若菜はそんな2人のやりとりを微笑ましく見守りながら、ふわっと優しく笑っていた。
若葉は、少し照れくさそうにしながら、それでもどこか誇らしげに言葉を続けた。
「それで……その小説を通じて出会った方がいるんです。私に絵をプレゼントしてくれた人で、『ベルおねーちゃん』って呼んでるんです。すごく優しくて、いろんなことをそっと教えてくれる人で……私にとって、本当に憧れの人なんです」
若葉の語る言葉ひとつひとつが、まるでキラキラと輝いているようで、千尋も黒川も静かに耳を傾けていた。

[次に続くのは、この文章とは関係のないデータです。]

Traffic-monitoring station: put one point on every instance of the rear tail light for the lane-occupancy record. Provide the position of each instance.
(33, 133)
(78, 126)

「その方も小説を書いてるの?」と黒川が優しく問いかけると、若葉は即座に頷いた。
「はい。ベルおねーちゃん、本当にすごいんです。絵も上手だし、文章もサラサラっと書けちゃって……しかも、今度本も出版されるそうです」
「へぇ〜……それは本当にすごい方なのね」
黒川はふんわりとした微笑みを浮かべながら、感心したように何度も頷いた。
その様子を見ていた若葉が、ふと尋ねた。
「黒川さんは……趣味、ありますか?」
思いがけない質問に、黒川は少しだけ肩をすくめて、頬を染めながら恥ずかしそうに答えた。
「……実はね、私も、小説……書いてるの」
その瞬間――。
「えぇぇーーーーっっっ!!??」
今度は千尋の大声が、カフェの中に響き渡った。
椅子から転げ落ちそうになるほど体を仰け反らせ、目をまんまるに見開いて、
「く、黒川さんも!? 小説ぅ!? ほんっとに!? えええ!? 想像もしてなかったぁ〜っ!」
若葉は苦笑いしながら、またやっちゃった……といった表情で千尋を見ていた。
黒川は少し驚きながらも笑って、
「ふふっ、驚かせちゃった?」と、まるで少女のように小さく首をかしげた。
「だ、だって……なんか、かっこよすぎて……もう……想像の域、超えてますぅ〜〜〜!」
千尋は両手で顔をおさえてバタバタしながら、嬉しそうに叫んでいた。
そんな千尋を見て、若葉も黒川も、つられるように笑い声をあげた。
まるで、長い間ずっと一緒にいたかのような、自然なひとときだった。